Available External Tools

These CLI tools are available for agents to use on-demand. Do not add them as MCPs - just call them directly when needed.

Poltergeist (Auto-Deploy)

Watches source files, auto-builds, deploys to /Applications, and restarts. Install: brew install steipete/tap/poltergeist

Command Purpose
poltergeist start Start watching and auto-deploying (~2s per change)
poltergeist status Check build status
poltergeist logs View build output
poltergeist stop Stop watching
poltergeist wait keypath Block until build completes

Workflow tip: Use poltergeist start only during focused single-agent app/UI iteration. After any watched Swift file edit, it runs ./Scripts/quick-deploy.sh, deploys to /Applications, and restarts. Stop it before release builds, helper/service work, broad tests, or parallel agents.

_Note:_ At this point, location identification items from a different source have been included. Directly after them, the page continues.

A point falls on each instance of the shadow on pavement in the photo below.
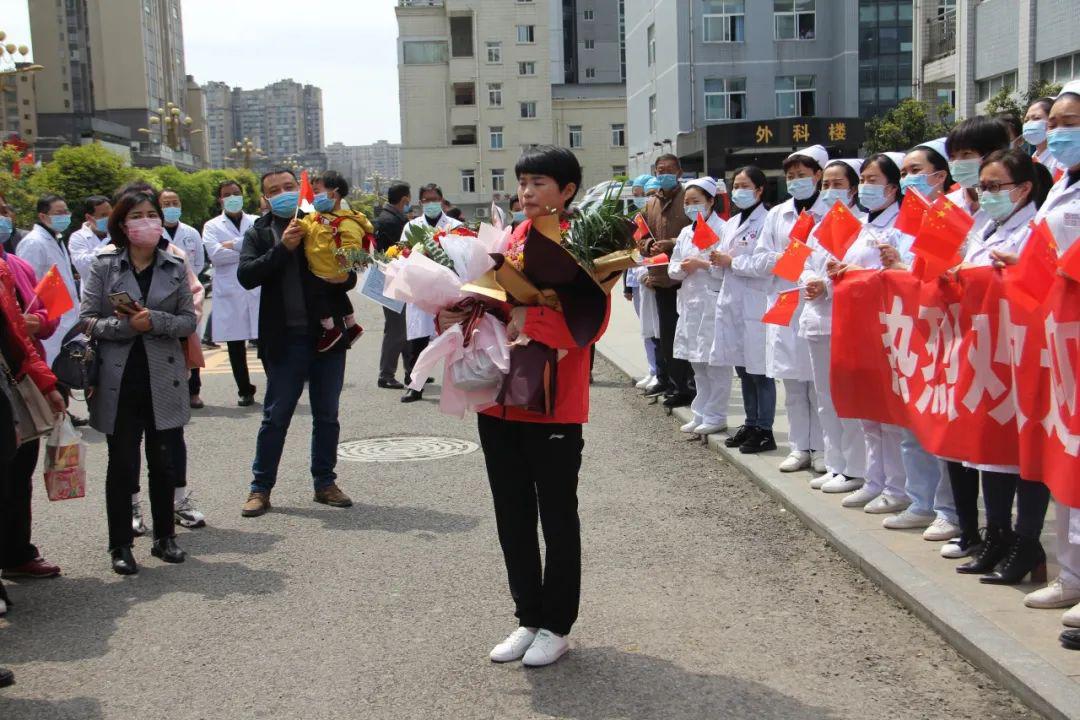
(79, 708)
(389, 518)
(77, 617)
(606, 683)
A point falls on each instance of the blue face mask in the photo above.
(284, 203)
(1064, 145)
(966, 172)
(743, 198)
(59, 222)
(801, 188)
(172, 215)
(233, 204)
(666, 181)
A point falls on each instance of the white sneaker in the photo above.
(514, 647)
(1054, 595)
(908, 520)
(859, 498)
(545, 649)
(941, 529)
(842, 484)
(796, 461)
(887, 505)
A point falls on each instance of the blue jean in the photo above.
(759, 398)
(297, 363)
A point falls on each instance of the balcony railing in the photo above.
(941, 36)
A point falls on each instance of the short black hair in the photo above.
(553, 161)
(334, 180)
(92, 202)
(44, 202)
(225, 184)
(275, 171)
(396, 191)
(979, 134)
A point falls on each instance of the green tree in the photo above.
(906, 125)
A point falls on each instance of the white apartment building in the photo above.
(480, 80)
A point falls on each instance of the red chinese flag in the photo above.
(942, 232)
(791, 263)
(643, 229)
(53, 294)
(800, 230)
(838, 230)
(1070, 262)
(306, 191)
(703, 235)
(783, 309)
(912, 212)
(1028, 282)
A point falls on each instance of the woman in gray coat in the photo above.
(138, 307)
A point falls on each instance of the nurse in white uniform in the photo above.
(697, 310)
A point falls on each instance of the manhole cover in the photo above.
(404, 449)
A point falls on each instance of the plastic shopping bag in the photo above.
(65, 462)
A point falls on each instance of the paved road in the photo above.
(702, 598)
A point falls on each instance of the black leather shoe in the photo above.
(739, 437)
(167, 551)
(1025, 555)
(123, 561)
(996, 542)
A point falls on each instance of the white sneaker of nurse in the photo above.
(796, 461)
(545, 649)
(1054, 595)
(514, 647)
(842, 484)
(940, 530)
(859, 498)
(908, 520)
(887, 505)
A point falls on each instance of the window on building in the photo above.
(725, 98)
(618, 135)
(464, 93)
(795, 96)
(461, 36)
(794, 19)
(725, 21)
(463, 135)
(424, 52)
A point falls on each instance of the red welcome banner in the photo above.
(972, 375)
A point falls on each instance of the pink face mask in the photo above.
(144, 232)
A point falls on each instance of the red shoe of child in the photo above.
(329, 338)
(352, 334)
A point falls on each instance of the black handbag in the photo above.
(76, 365)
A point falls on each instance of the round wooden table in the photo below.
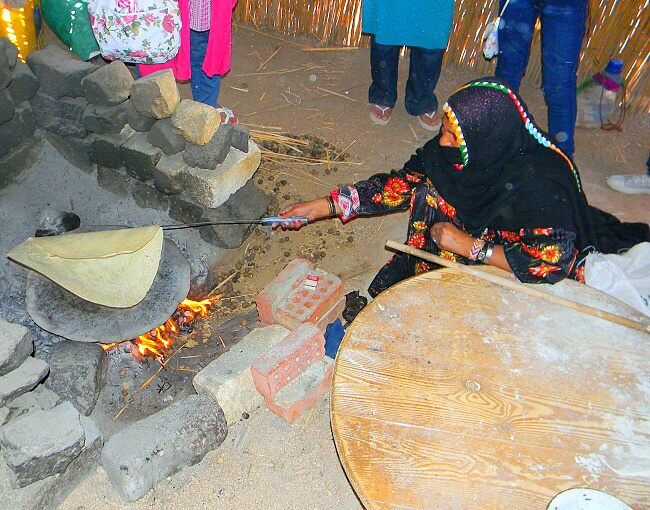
(452, 392)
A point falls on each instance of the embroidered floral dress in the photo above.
(535, 255)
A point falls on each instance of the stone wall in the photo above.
(170, 155)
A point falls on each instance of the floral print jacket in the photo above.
(535, 255)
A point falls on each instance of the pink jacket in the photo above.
(217, 57)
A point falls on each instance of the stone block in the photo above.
(228, 379)
(196, 122)
(15, 346)
(156, 95)
(108, 85)
(24, 83)
(247, 202)
(58, 73)
(209, 156)
(142, 455)
(39, 399)
(41, 443)
(105, 150)
(62, 116)
(105, 119)
(77, 373)
(212, 188)
(21, 380)
(163, 136)
(285, 361)
(7, 106)
(52, 491)
(275, 293)
(168, 174)
(240, 137)
(137, 121)
(301, 393)
(139, 157)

Computer Use (Preferred UI QA)

Use Computer Use for agent-driven UI testing and release QA. It reads the macOS accessibility tree, can click accessible controls, and validates the same automation hooks we need for 1.0 QA. Prefer Computer Use over Peekaboo unless the user explicitly asks for Peekaboo or Computer Use is unavailable.

Peekaboo (UI Automation)

macOS screenshots and GUI automation. Install: brew install steipete/tap/peekaboo

Command Purpose
peekaboo see "prompt" Screenshot + AI analysis
peekaboo click --element-id X Click by element ID
peekaboo type "text" Enter text
peekaboo scroll up/down Scroll
peekaboo app launch Safari App control
peekaboo window maximize Window management
peekaboo menu "File > Save" Menu interaction

KeyPath (Keyboard Control)

Trigger via URL scheme:

open "keypath://layer/vim"           # Switch layer
open "keypath://launch/Safari"       # Launch app
open "keypath://window/left"         # Snap window
open "keypath://fakekey/nav-mode/tap" # Trigger virtual key

Composing Tools

# Example: AI-driven development workflow
poltergeist start                    # Optional for focused single-agent UI iteration
# ... make code changes ...
poltergeist wait keypath             # Wait for build to complete
peekaboo see "Is the KeyPath app running?" # Check UI state
open "keypath://layer/vim"           # Trigger keyboard action
peekaboo type "Hello world"          # Type into focused app
peekaboo hotkey "cmd+s"              # Save

Recommended agent workflow when Poltergeist is useful:

  1. Confirm no other agents/worktrees are doing builds.
  2. poltergeist start for focused Swift/UI iteration.
  3. Make code edits.
  4. poltergeist wait keypath before testing.
  5. Use Computer Use for UI verification.
  6. poltergeist stop before release work, helper/service work, broad tests, or handing off.

See docs/LLM_VISION_UI_AUTOMATION.md for detailed architecture.